Sağlık Bakanlığı’nın ekonomiye maliyeti 20 milyar TL’yi bulan obeziteye karşı başlattığı mücadele kapsamında Türkiye genelinde açılan 5 pilot merkezden birisinin yer aldığı Adana Şehir Eğitim ve Araştırma Hastanesi’nde yüzde 100 başarı hedefiyle tedavi gerçekleştiriliyor.
Tüm dünyada önemli bir halk sağlığı sorunu olan obezite ile savaş için Türkiye Cumhuriyeti Sağlık Bakanlığı’nın İstanbul’da Samatya ve Bağcılar, Kahramanmaraş ve Gaziantep ile birlikte Adana’da Şehir Hastanesi bünyesinde pilot uygulama olarak açtığı Obezite Merkezi, hastaların hayatlarına dokunuyor.

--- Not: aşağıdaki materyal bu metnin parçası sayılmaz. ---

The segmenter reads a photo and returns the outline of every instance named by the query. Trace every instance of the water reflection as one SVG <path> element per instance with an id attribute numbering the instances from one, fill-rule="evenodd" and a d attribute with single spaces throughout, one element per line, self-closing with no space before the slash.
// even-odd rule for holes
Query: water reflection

Bakanlık tarafından yapılan araştırmada, ekonomiye maliyeti yıllık 20 milyar lira olan, obezite ameliyatlarında patlama yaşanmasına rağmen yüzde 80’inin yeniden kilo aldığı günümüzde, bu hastalığa karşı etkin tedavi dahiliye uzmanı, diyetisyen, psikolog, fizyoterapist ve yaşam koçundan oluşan ekip tarafından ortak çalışma ile gerçekleştiriliyor.
6 MODÜLLÜK TEDAVİ SÜRECİ
Adana Şehir Hastanesi Obezite Merkezi Dahiliye Uzmanı Dr. Zeynep Tüzün, merkezde hastaları bütün olarak ele aldıklarını, vücut kitle endeksi 30 ve üzeri olan hastaların kabul edildiği programda diyetisyen, dahiliye uzmanı, psikolog, fizyoterapist ve yaşam koçundan oluşan ekiple çalıştıklarını ifade etti.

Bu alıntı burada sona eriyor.